In these last few years when we were together, all we talked about was our faith and what in meant to be broken men of God. How the shared stories of our lives were different but the same. How our faith informed our art. How our faith informed how we treat people. How, when we were together, just being together, just being in one another’s presence, we were better versions of ourselves. In these last weeks I would call Barry, and if he didn’t answer, I would leave him a voice mail of a prayer or read a passage from the Bible. He would call back just to say, “I love you Chip Arnold” and give me the chance to say “I love you Barry Scott.”
But the last time we spoke just days before his passing he said, “I got a story for you.” He was energized. His voice was a mere rasp of its former power, but the joy he was feeling at the moment gave him strength. “You ever heard of the Kings of Junk?” I told him no. “They came to my house today. I had a bunch of stuff in my garage and they came to clean it out. A few minutes before they were to arrive, I went out to the garage to open it up. I had to climb about three steps to get to the door to unlock it. I got to the bottom step and I couldn’t lift my leg to start to climb up. I tried and tried, but I couldn’t climb. I didn’t have the strength and my brain wasn’t communicating to my leg. So I sat down and used my arms and climbed up the steps backward on my butt. But when I got to the door, I couldn’t stand up. So I sat there and waited for the Kings of Junk to arrive. When they arrived the man in charge came around to the side entrance and I told him the situation. He asked what he could do for me. I told him I need to be carried into the house. So the King of the Kings of Junk wrapped his arms around me and lifted me up and he helped me back into my house. Once in the kitchen, the King held me against his chest. He just held me, until he gently sat me down in a chair. Then he knelt in front of me and looked into my face, really looked at me. He saw me, saw inside of me, saw the broken me, and he said, ‘Can I do anything else for you, Mr. Scott?’ I swear, Chip, it was like I looked into the face of Jesus.”

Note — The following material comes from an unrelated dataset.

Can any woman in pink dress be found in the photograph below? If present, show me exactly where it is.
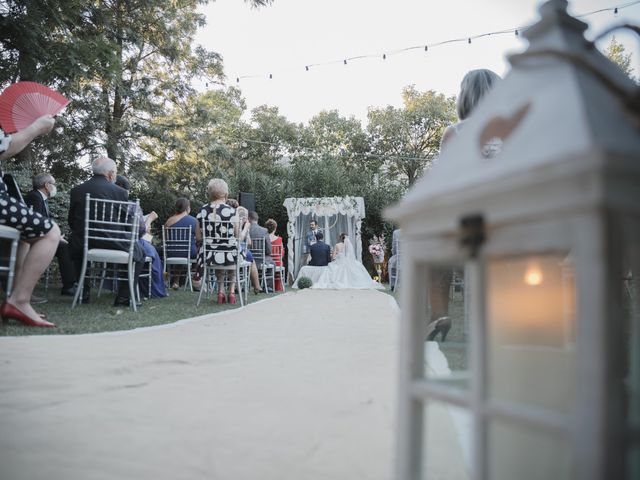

I told Barry this story would be added to his collection of great stories. He needed to tell that story. He said I needed to come to church and we would tell our stories together. I said, who would listen to two old men telling stories? He said, “Men need to hear our stories together. Men need to tell their own stories to one another. Men need to hear and know that they are loved by God and that they are loved by us. Men need to look other men in their eyes and ask is there anything else I can do for you? Men need to know that in weakness they have strength, in pain they have power, in sorrow they have joy, and in God they have love everlasting.”
Barry Scott made me a better man. Barry Scott made the world a better planet. Barry Scott has now made heaven a little brighter. Flights of angels have welcomed him home, and I can hear God saying to him, “I love you Barry Scott. Well done.”